22He stood up, turned and swept the crumpled newspapers off the chair on to the floor. He went over to the door, then turned and stood looking at the girl on the bed. "You all right, sister, or should I call for a matron?"
23The girl on the bed didn't answer him.
24Hench said: "I need a drink. I need a drink bad."
25"Not while I'm watching you," Breeze said and went out of the door.
26Hench moved across the room and put the neck of a bottle into his mouth and gurgled liquor. He lowered the bottle, looked at what was left in it and went over to the girl. He pushed her shoulder.
27"Wake up and have a drink," he growled at her.
28The girl stared at the ceiling. She didn't answer him or show that she had heard him.
29"Let her alone," I said. "Shock."
30Hench finished what was in the bottle, put the empty bottle down carefully and looked at the girl again, then turned his back on her and stood frowning at the floor. "Jeeze, I wish I could remember better," he said under his breath.
31Breeze came back into the room with a young fresh-faced plain-clothes detective. "This is Lieutenant Spangler," he said. "He'll take you down.

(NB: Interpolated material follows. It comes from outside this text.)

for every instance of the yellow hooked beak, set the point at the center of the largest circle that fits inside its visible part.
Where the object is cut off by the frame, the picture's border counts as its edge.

Get going, huh?"
32Hench went back to the bed and shook the girl's shoulder. "Get on up, babe. We gotta take a ride."
33The girl turned her eyes without turning her head, and looked at him slowly. She lifted her shoulders off the bed and put a hand under her and swung her legs over the side and stood up, stamping her right foot, as if it was numb.
34"Tough, kid—but you know how it is," Hench said.
35The girl put a hand to her mouth and bit the knuckle of her little finger, looking at him blankly. Then she swung the hand suddenly and hit him in the face as hard as she could. Then she half ran out of the door.
36Hench didn't move a muscle for a long moment. There was a confused noise of men talking outside, a confused noise of cars down below in the street. Hench shrugged and cocked his heavy shoulders back and swept a slow look around the room, as if he didn't expect to see it again very soon, or at all. Then he went out past the young fresh-faced detective.
37The detective went out. The door closed. The confused noise outside was dimmed a little and Breeze and I sat looking at each other heavily.